By Cole Parkinson
With a new year comes new capital equipment for the Municipal District of Taber.
As part of the preparation for the incoming equipment, a capital equipment purchasing matrix has been made which provides an evaluation template for each machine.
During council’s regular meeting on Jan. 8, councillors got the chance to view the matrix provided for three pieces of equipment which included a motor grader, wheel loader and highway tractor.
“We put an evaluation matrix within each RFP (request for proposal) and we base that on prior and past experience and it is something we deal with with the equipment contractors on an ongoing basis. It gives it an evaluation template for how essential they are going to be judged on a bid application,” said Jeremy Wickson, director of public works.
Equipment RFP’s and RFQs (request for quotation) were distributed to dealers with a purchasing matrix and the closing date and public opening for the 2019 capital equipment closed earlier this month.
For the motor grader, the capital equipment purchasing matrix read as 50 per cent for total price bid/required to meet specifications, 10 per cent for anticipated salvage value, five per cent for conformance to specifications, 20 per cent for operator comfort/acceptance and safety and 10 per cent for past experience/references.
The wheel loader matrix was 30 per cent for total price bid/required to meet specifications, 10 per cent for anticipated salvage value, 10 per cent for anticipated delivery time, 20 per cent for operator comfort/acceptance and safety and 20 per cent past experience/references.
Finally, the highway tractor was listed as 25 per cent for total price bid/required to meet specifications, 10 per cent for anticipated salvage value, 30 per cent for conformance to specifications, five per cent for anticipated delivery time, 10 per cent for operator comfort/acceptance and safety and 20 per cent for past experience/references.
The biggest issue came from Coun. Brian Brewin who questioned why each matrix provided different percentages.

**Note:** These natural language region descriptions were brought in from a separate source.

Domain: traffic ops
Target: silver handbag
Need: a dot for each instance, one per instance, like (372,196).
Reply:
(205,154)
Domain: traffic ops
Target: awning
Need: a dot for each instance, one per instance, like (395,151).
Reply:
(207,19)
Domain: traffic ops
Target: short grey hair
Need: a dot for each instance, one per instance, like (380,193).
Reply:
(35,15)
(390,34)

“Some are dependent on what the piece of equipment actually is. When we have two comparable and have been running comparable, for the motor grader, in particular, there is 50 per cent for total price bid after ‘X’ amount of years of putting the same similar contract. When we started with the motor grader, it was around 30 per cent on that portion. As the models have gotten tighter and as we have honed in on our evaluation structure, we are putting more on that price,” explained Wickson.
The motor grader was put out to Finning and Brandt which Wickson pointed out was due to their field support.
“Some of this is region specific. If we were in the capital region, we would probably have a list of 10 vendors. Down here we don’t have as many support systems,” he added.
The wheel loader was bid out to four companies — Finning, Brandt, Rocky Mountain Equipment and C.EM. Heavy Equipment.
“As we are trying not to spread the whole fleet to eight different model brands, we restricted that to what we have in our fleet,” said Wickson in regard to the wheel loader.
Council carried a motion to approve the 2019 capital equipment purchasing matrix.